El retroceso frente a los acuerdos adoptados por los partidos políticos y el gobierno en la Secretaría de Gobernación tiene consecuencias obvias y otras que no lo son tanto. Es muy evidente que se ve dañada la credibilidad de quienes pactaron una cosa para luego hacer otra. También es evidente el costo político para el PRI de haber retrocedido frente a esos acuerdos: un ejemplo es el hecho, nada frecuente, de que casi todas las cabezas principales de los diarios editados en la capital mostraban un desacuerdo con la medida.
Queremos ahora referirnos a otro tipo de consecuencias, tal vez no tan obvias. Dado que en el problema del excesivo gasto de campaña el PRI se iba de todos modos solo, el principal cambio a raíz del abandono de los acuerdos fue el relacionado con las coaliciones, que quedan excluidas en lo fundamental.
El asunto de la exclusión de las coaliciones y candidaturas comunes se planteó sobre todo a partir de las elecciones de 1988, luego de que el Frente Democrático Nacional (FDN), constituido originalmente a partir de la candidatura de Cuauhtémoc Cárdenas, logró varios triunfos por este medio. Es más, este frente ganó los dos puestos de senador por el Distrito Federal en esta forma, y en Morelos, pese a haber obtenido mayoría, no los obtuvo porque los partidos del FDN presentaron diferentes candidaturas al Senado. La misma situación se observó con no pocas diputaciones de mayoría.

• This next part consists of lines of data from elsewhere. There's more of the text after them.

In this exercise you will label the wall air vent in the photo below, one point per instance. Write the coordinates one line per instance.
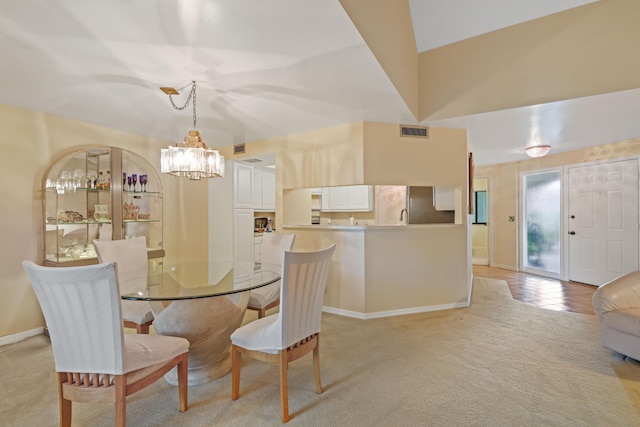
(414, 131)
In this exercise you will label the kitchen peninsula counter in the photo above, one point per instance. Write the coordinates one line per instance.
(357, 227)
(388, 270)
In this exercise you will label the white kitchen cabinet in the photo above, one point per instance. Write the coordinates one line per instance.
(444, 198)
(256, 190)
(243, 186)
(257, 253)
(352, 198)
(243, 243)
(268, 191)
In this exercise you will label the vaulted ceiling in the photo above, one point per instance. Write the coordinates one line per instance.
(277, 67)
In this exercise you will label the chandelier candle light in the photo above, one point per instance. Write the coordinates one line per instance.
(538, 150)
(190, 157)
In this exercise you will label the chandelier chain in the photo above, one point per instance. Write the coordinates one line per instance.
(192, 94)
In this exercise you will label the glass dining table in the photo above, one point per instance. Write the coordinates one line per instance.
(203, 302)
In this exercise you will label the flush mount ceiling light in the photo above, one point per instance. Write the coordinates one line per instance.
(190, 157)
(537, 150)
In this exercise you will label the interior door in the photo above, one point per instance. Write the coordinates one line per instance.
(603, 221)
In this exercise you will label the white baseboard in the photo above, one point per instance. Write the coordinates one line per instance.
(20, 336)
(391, 313)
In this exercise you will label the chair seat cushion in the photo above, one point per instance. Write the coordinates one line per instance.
(262, 297)
(627, 321)
(262, 335)
(136, 311)
(142, 350)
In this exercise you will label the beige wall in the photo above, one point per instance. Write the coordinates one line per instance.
(387, 28)
(504, 192)
(576, 53)
(32, 142)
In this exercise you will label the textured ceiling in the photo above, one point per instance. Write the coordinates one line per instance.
(263, 69)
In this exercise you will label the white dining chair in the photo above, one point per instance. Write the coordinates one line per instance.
(273, 247)
(293, 332)
(95, 360)
(130, 256)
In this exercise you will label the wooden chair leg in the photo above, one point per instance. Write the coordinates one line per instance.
(316, 365)
(284, 392)
(121, 401)
(235, 372)
(183, 383)
(64, 405)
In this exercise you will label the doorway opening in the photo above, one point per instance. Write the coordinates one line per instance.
(541, 223)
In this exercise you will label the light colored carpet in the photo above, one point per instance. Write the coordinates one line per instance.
(497, 363)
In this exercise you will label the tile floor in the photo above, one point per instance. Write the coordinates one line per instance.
(541, 291)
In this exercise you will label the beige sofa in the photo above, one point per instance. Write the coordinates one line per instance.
(617, 305)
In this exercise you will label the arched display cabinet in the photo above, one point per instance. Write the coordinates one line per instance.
(80, 208)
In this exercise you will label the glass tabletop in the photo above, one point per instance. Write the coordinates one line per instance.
(167, 282)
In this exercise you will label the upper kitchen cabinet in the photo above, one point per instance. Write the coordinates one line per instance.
(243, 183)
(351, 198)
(444, 198)
(264, 190)
(253, 188)
(103, 193)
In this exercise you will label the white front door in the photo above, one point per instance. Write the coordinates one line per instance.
(603, 221)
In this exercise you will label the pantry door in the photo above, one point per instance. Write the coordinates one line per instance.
(603, 221)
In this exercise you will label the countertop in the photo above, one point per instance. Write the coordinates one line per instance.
(369, 227)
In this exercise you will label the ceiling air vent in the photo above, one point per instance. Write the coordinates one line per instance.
(414, 131)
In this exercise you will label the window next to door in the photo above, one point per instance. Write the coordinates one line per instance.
(479, 207)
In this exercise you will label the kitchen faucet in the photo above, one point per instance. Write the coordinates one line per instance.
(404, 212)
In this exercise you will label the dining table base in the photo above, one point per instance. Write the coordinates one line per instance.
(207, 323)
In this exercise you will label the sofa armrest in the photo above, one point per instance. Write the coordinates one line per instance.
(619, 294)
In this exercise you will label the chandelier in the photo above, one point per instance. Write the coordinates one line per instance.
(190, 157)
(537, 150)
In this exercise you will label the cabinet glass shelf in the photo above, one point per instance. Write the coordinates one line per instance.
(76, 213)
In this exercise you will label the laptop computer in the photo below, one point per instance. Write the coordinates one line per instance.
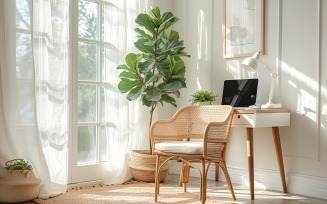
(240, 93)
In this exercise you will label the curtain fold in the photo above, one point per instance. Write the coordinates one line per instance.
(34, 96)
(128, 120)
(35, 89)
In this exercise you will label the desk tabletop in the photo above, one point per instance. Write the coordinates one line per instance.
(261, 110)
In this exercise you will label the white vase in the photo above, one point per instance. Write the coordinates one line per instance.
(19, 186)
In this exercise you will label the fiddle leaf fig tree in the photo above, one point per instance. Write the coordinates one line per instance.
(157, 73)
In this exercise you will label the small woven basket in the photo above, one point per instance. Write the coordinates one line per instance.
(143, 166)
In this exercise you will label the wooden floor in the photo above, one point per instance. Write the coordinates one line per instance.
(219, 191)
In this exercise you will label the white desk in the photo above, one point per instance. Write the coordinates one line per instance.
(262, 118)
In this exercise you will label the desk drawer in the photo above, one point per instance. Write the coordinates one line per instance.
(243, 120)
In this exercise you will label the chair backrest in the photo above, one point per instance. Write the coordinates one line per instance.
(190, 121)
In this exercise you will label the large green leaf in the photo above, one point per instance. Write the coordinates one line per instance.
(128, 75)
(141, 45)
(144, 20)
(172, 87)
(168, 19)
(143, 34)
(132, 59)
(153, 94)
(135, 93)
(153, 78)
(146, 66)
(155, 12)
(148, 103)
(126, 85)
(168, 99)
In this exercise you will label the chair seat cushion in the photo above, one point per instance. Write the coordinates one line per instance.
(181, 147)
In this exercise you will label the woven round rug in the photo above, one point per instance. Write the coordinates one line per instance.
(134, 192)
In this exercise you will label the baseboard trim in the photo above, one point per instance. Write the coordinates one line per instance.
(312, 186)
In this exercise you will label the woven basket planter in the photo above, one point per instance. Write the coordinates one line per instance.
(143, 166)
(19, 186)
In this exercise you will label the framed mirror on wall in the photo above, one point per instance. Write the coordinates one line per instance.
(243, 28)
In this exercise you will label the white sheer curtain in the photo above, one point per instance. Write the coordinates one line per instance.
(128, 121)
(34, 88)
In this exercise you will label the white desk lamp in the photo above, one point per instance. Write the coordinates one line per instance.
(250, 64)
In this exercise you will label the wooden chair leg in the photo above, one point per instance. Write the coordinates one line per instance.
(203, 189)
(156, 179)
(217, 172)
(185, 176)
(228, 181)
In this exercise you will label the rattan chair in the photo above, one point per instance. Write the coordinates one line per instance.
(193, 134)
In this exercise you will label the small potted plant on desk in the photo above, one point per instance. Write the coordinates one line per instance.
(19, 183)
(202, 97)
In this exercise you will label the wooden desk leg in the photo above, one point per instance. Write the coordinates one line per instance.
(249, 134)
(279, 155)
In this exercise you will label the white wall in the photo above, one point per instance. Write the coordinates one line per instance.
(296, 44)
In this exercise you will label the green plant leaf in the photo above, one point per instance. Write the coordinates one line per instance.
(154, 77)
(153, 94)
(155, 12)
(172, 87)
(168, 19)
(126, 85)
(132, 59)
(135, 93)
(164, 68)
(168, 99)
(143, 34)
(145, 21)
(146, 66)
(128, 75)
(148, 103)
(141, 45)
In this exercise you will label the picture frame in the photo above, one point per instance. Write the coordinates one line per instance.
(243, 28)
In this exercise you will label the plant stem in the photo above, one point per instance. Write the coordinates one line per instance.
(151, 114)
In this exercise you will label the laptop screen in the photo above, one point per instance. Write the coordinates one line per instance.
(240, 93)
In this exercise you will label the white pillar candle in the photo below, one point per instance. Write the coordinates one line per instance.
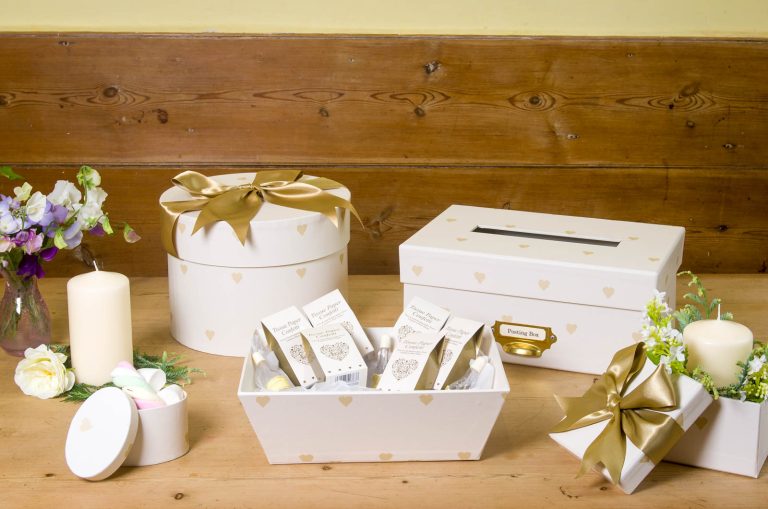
(99, 325)
(716, 346)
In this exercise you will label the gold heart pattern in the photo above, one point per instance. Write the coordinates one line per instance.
(298, 353)
(401, 368)
(337, 351)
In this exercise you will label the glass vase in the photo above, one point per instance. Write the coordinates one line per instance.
(25, 321)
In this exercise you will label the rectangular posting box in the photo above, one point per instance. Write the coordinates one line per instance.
(585, 281)
(371, 426)
(730, 436)
(219, 289)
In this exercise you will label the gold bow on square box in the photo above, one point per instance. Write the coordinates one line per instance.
(636, 415)
(237, 205)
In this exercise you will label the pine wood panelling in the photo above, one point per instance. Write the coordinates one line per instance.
(656, 130)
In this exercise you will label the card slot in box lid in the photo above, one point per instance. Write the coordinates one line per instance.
(614, 264)
(279, 236)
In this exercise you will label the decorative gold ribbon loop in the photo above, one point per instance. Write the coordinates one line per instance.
(635, 416)
(237, 205)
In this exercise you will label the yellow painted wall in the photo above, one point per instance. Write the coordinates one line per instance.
(721, 18)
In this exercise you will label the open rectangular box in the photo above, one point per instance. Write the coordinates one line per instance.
(372, 426)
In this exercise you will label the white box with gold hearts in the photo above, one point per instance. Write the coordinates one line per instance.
(373, 426)
(584, 280)
(220, 289)
(730, 436)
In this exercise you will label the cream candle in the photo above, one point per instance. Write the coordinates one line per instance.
(716, 346)
(99, 324)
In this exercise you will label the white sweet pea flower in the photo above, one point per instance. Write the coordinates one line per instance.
(22, 193)
(42, 373)
(65, 193)
(36, 207)
(756, 364)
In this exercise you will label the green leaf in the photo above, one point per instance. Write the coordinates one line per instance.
(58, 239)
(7, 172)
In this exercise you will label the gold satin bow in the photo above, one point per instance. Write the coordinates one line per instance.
(636, 416)
(238, 204)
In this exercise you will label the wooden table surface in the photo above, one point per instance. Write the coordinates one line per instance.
(226, 467)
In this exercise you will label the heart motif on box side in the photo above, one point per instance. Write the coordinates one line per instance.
(401, 368)
(85, 425)
(298, 353)
(336, 351)
(404, 331)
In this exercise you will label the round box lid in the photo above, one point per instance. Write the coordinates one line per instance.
(278, 235)
(101, 434)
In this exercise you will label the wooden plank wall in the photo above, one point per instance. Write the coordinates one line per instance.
(655, 130)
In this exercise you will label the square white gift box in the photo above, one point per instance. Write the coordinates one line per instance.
(572, 288)
(730, 436)
(636, 392)
(220, 289)
(373, 426)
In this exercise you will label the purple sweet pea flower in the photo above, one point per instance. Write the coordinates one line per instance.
(30, 266)
(48, 254)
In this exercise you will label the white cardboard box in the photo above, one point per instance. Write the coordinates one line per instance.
(219, 289)
(587, 280)
(372, 426)
(731, 436)
(693, 399)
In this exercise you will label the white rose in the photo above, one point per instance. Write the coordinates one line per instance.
(22, 193)
(42, 373)
(65, 193)
(36, 207)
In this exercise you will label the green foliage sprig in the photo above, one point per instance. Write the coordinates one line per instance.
(664, 344)
(168, 363)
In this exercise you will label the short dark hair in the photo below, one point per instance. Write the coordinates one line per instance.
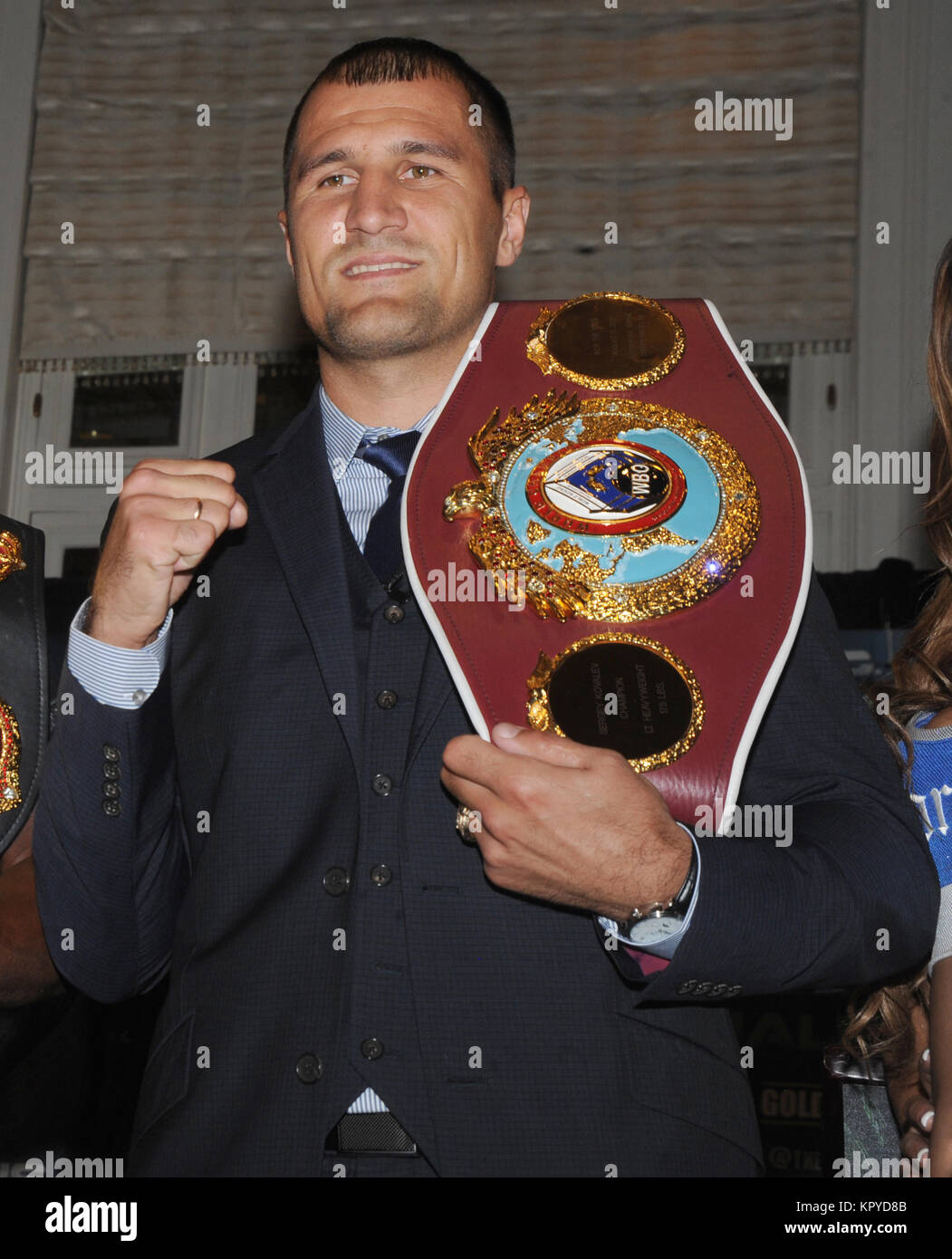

A partir de esa experiencia, se modificó la legislación excluyendo o limitando seriamente estas posibilidades de conjugación de agrupaciones políticas. Fue la reforma electoral convenida por el gobierno con el PAN. Este último también se había visto desplazado por esas coaliciones y candidaturas comunes, y aceptó, si es que no lo propuso, ese cambio. Para el PAN, esta nueva situación reforzó la imagen que quiere dar: ser la única oposición con posibilidades reales de desplazar al PRI.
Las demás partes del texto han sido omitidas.